Founded in 1924, McGladrey has grown to become one of the largest providers of assurance, tax and consulting services in the U.S. with over 7,000 employees spread across 75 cities. The company maintains a centralized facility that serves as its primary information hub, but much of its data is nonetheless kept locally at branches due to regulatory and other considerations.

“There’s a lot of work that happens locally in the offices and there’s applications that, in our industry, just need to be physically there with the people doing the work,” Jackson explained. As a result, backups historically had to be performed on-site, usually by managers or other lines-of-business staffers not versed in protecting sensitive files. That inevitably led to many offices neglecting to follow the daily copy schedule, leaving it to Jackson and his team to clean up the ensuing mess.

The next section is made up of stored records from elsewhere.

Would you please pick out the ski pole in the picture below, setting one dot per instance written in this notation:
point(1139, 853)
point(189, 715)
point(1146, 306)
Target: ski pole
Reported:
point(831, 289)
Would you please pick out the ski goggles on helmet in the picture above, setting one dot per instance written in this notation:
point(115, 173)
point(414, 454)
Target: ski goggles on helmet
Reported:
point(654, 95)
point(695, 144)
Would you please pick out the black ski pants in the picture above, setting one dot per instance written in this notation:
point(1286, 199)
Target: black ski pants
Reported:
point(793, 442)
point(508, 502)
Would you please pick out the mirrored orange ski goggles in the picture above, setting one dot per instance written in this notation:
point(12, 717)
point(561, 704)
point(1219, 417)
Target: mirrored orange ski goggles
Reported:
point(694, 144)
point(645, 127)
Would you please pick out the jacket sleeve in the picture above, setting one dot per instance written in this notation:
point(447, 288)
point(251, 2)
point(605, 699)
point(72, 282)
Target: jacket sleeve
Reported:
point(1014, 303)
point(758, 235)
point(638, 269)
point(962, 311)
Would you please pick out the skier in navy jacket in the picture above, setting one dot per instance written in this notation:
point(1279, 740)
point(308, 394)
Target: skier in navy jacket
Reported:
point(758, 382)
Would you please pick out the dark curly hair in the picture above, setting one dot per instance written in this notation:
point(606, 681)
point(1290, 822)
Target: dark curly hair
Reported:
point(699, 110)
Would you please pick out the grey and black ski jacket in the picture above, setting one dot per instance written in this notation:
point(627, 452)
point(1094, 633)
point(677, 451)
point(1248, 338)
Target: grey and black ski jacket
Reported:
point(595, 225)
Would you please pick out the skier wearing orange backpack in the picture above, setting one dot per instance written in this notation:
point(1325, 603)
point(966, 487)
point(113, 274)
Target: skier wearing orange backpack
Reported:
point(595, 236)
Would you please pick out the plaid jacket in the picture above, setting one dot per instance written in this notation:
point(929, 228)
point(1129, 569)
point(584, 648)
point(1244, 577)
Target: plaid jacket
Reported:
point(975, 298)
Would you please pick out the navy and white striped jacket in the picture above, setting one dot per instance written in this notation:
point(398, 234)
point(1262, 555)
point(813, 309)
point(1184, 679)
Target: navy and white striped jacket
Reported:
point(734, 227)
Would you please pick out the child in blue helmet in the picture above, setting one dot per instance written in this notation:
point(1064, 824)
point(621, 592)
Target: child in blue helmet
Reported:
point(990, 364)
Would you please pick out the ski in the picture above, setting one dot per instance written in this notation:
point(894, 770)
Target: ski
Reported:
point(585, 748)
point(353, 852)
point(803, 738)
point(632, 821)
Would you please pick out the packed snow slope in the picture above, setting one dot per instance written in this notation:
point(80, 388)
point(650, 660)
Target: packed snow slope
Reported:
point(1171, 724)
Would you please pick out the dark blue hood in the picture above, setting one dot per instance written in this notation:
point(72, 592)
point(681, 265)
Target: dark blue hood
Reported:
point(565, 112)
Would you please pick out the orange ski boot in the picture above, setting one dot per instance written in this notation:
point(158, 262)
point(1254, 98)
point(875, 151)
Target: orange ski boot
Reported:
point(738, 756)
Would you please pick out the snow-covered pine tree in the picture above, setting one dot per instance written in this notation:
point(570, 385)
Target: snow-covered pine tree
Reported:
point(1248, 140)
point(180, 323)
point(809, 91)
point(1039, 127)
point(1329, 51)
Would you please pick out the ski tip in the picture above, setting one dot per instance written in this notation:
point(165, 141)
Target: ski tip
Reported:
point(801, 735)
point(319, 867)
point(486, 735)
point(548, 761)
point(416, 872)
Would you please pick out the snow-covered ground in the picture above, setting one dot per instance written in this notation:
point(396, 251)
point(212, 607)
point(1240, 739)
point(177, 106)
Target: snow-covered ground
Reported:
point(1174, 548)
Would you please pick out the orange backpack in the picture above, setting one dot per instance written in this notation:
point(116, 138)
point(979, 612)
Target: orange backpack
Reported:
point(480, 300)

“We had many many times where we would go check logs, do a review of what’s happening and find offices where the backups were not being performed as frequently or as consistently as we would like,” he recalled. Something had to change.

Transitioning off tape  

 

Recognizing the need to enforce a more regular backup regime, McGladrey began scouring the market for disk-based solutions that could address that requirement while also eliminating the inherent flaws of its legacy tape environment. After looking at the options available at the time, circa 2009, the list was shorted to just candidates from which EMC Avamar eventually emerged victorious. There are a number of compelling reasons the firm chose the storage stalwart over the competition, Jackson details.

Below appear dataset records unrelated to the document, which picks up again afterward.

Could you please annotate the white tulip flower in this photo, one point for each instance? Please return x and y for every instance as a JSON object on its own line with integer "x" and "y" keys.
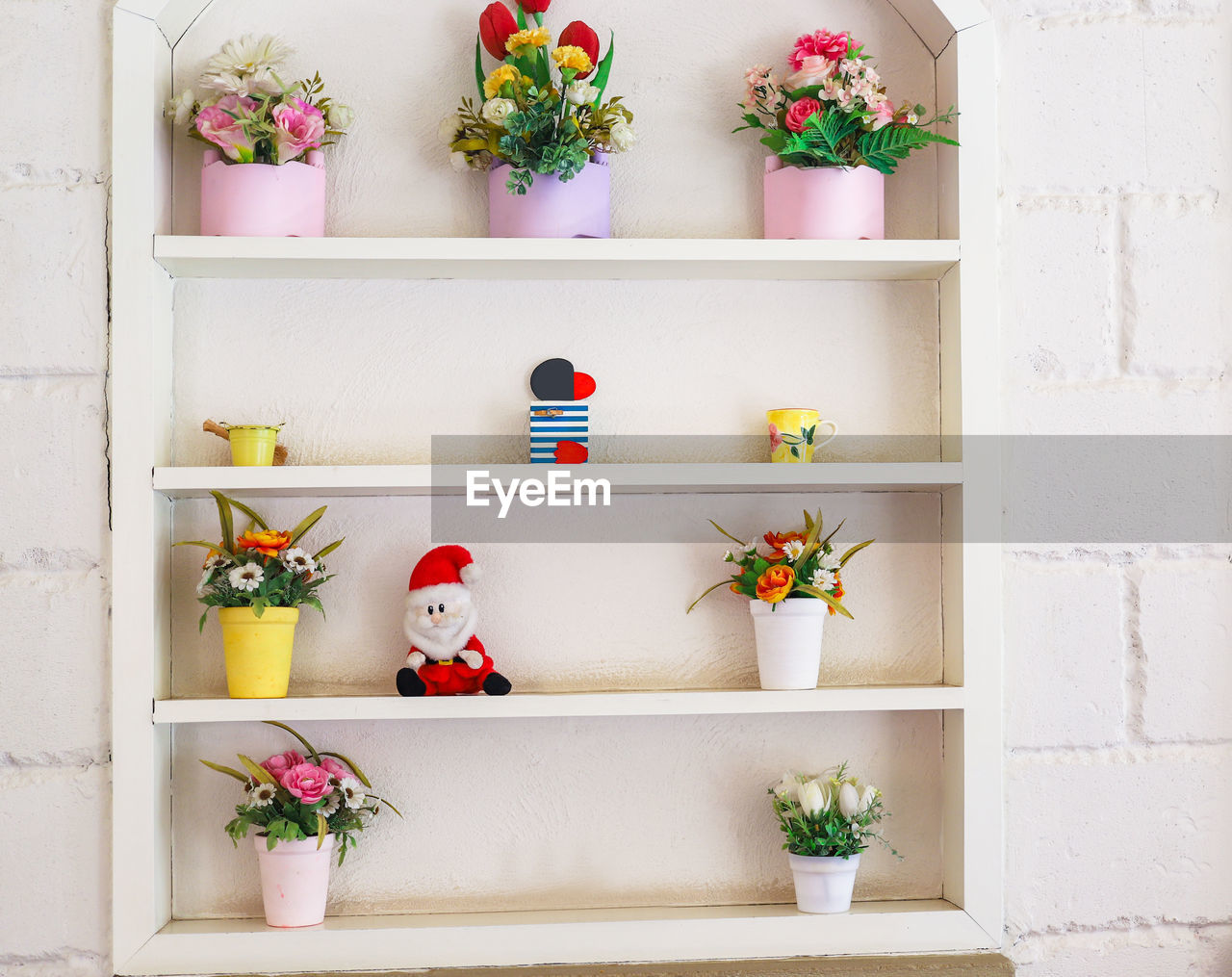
{"x": 812, "y": 799}
{"x": 849, "y": 800}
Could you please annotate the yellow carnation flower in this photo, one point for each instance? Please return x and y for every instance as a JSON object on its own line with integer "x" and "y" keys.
{"x": 497, "y": 80}
{"x": 535, "y": 38}
{"x": 572, "y": 57}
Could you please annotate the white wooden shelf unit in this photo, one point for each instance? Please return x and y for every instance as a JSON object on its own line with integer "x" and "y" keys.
{"x": 145, "y": 259}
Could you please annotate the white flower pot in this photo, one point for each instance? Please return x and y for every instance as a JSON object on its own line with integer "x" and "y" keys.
{"x": 823, "y": 885}
{"x": 788, "y": 641}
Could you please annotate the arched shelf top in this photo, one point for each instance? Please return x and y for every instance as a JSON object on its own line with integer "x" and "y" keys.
{"x": 934, "y": 21}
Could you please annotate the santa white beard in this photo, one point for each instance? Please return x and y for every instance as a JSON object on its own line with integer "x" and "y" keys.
{"x": 443, "y": 641}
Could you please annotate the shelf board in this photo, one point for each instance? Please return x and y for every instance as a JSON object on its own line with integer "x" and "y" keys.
{"x": 537, "y": 705}
{"x": 553, "y": 259}
{"x": 451, "y": 479}
{"x": 374, "y": 942}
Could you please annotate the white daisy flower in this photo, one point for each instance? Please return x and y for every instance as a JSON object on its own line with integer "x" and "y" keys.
{"x": 352, "y": 792}
{"x": 330, "y": 805}
{"x": 297, "y": 561}
{"x": 823, "y": 579}
{"x": 249, "y": 54}
{"x": 793, "y": 550}
{"x": 246, "y": 578}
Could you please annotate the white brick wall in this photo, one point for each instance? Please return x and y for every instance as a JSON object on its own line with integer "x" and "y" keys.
{"x": 1116, "y": 229}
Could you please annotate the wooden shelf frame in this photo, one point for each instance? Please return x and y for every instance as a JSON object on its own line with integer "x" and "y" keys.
{"x": 146, "y": 940}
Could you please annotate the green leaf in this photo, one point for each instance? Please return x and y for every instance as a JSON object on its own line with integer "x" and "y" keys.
{"x": 302, "y": 528}
{"x": 215, "y": 547}
{"x": 227, "y": 770}
{"x": 726, "y": 532}
{"x": 224, "y": 518}
{"x": 708, "y": 590}
{"x": 603, "y": 70}
{"x": 813, "y": 592}
{"x": 312, "y": 751}
{"x": 350, "y": 762}
{"x": 249, "y": 513}
{"x": 854, "y": 550}
{"x": 479, "y": 78}
{"x": 259, "y": 773}
{"x": 329, "y": 549}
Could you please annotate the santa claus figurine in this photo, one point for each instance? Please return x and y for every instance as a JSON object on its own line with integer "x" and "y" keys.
{"x": 445, "y": 656}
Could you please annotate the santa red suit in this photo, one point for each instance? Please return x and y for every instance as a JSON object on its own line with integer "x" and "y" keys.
{"x": 445, "y": 656}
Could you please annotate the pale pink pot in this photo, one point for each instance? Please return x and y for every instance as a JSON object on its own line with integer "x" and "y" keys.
{"x": 824, "y": 202}
{"x": 259, "y": 199}
{"x": 551, "y": 208}
{"x": 295, "y": 881}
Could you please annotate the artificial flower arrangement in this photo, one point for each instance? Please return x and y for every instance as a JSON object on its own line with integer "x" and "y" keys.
{"x": 828, "y": 814}
{"x": 539, "y": 122}
{"x": 291, "y": 796}
{"x": 833, "y": 110}
{"x": 250, "y": 111}
{"x": 264, "y": 568}
{"x": 828, "y": 819}
{"x": 800, "y": 564}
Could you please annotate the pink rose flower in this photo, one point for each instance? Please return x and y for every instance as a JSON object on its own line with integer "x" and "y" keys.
{"x": 280, "y": 762}
{"x": 334, "y": 768}
{"x": 218, "y": 123}
{"x": 307, "y": 782}
{"x": 801, "y": 113}
{"x": 298, "y": 127}
{"x": 814, "y": 69}
{"x": 823, "y": 43}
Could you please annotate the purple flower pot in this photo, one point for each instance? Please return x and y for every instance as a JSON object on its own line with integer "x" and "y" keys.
{"x": 824, "y": 202}
{"x": 259, "y": 199}
{"x": 551, "y": 208}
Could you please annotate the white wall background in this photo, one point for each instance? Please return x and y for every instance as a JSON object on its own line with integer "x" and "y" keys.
{"x": 1116, "y": 228}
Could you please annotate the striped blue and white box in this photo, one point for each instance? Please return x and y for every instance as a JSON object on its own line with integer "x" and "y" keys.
{"x": 553, "y": 422}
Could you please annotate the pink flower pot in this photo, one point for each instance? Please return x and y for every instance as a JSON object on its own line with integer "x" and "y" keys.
{"x": 258, "y": 199}
{"x": 824, "y": 202}
{"x": 295, "y": 881}
{"x": 551, "y": 208}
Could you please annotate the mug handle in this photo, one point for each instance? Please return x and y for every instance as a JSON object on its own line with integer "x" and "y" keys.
{"x": 835, "y": 434}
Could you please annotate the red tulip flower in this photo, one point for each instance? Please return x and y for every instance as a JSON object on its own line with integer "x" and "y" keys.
{"x": 580, "y": 36}
{"x": 496, "y": 25}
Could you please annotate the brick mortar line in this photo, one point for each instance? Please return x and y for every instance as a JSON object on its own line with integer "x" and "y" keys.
{"x": 1127, "y": 754}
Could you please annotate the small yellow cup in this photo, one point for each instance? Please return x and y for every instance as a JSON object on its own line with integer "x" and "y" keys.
{"x": 253, "y": 445}
{"x": 258, "y": 651}
{"x": 793, "y": 434}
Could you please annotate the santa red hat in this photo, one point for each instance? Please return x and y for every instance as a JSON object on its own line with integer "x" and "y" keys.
{"x": 443, "y": 575}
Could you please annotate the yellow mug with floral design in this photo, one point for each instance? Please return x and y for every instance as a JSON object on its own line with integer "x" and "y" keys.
{"x": 793, "y": 434}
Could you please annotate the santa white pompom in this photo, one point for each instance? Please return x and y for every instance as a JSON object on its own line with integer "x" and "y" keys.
{"x": 445, "y": 656}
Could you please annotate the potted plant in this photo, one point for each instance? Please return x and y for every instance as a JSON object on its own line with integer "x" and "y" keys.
{"x": 541, "y": 128}
{"x": 791, "y": 592}
{"x": 263, "y": 174}
{"x": 303, "y": 809}
{"x": 258, "y": 583}
{"x": 830, "y": 818}
{"x": 834, "y": 136}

The main motivation behind the decision was the fact that Avamar employs variable-length deduplication, he said, a method of eliminating redundant information wherein files are broken down into irregularly-sized chunks rather than fixed segments like in other solutions. When executed on the client side, it produces an added reduction in the amount of data that has to be transmitted over the network as part of the backup operation, a benefit that runs complementary to McGladrey’s use case.

Another advantage EMC had over the rival bidders is a more flexible licensing model, Jackson continued. And equally important is the fact that Avamar comes with a turnkey appliance whereas the competing offerings the firm reviewed required cobbling together a platform from scratch.

Two years later,  McGladrey was again on the prowl, this time for a solution capable of reducing the floorspace requirements of its sprawling tape library. The company once again turned to EMC and bought a Data Domain backup system, which Jackson noted seamlessly plugged into its existing deployment.

Before and after

 

Before bringing EMC hardware into its data protection environment, McGladrey had 60 employees taking care of backups in branch offices, a task that Jackson says would consume about an hour of each worker’s time every day assuming nothing went wrong.  Today, it takes just one admin roughly four hours to go through the logs from the nightly runs of the entire organization.

Going forward, McGladrey will be working to implement the recently added integration between Avamar and Data Domain in its primary facility. The firm is also looking at ways to extend the benefits it has realized with the technology across other parts of its infrastructure, according to Jackson, but it will most likely hold off that plan for another few years until industry prices reach a more comfortable level.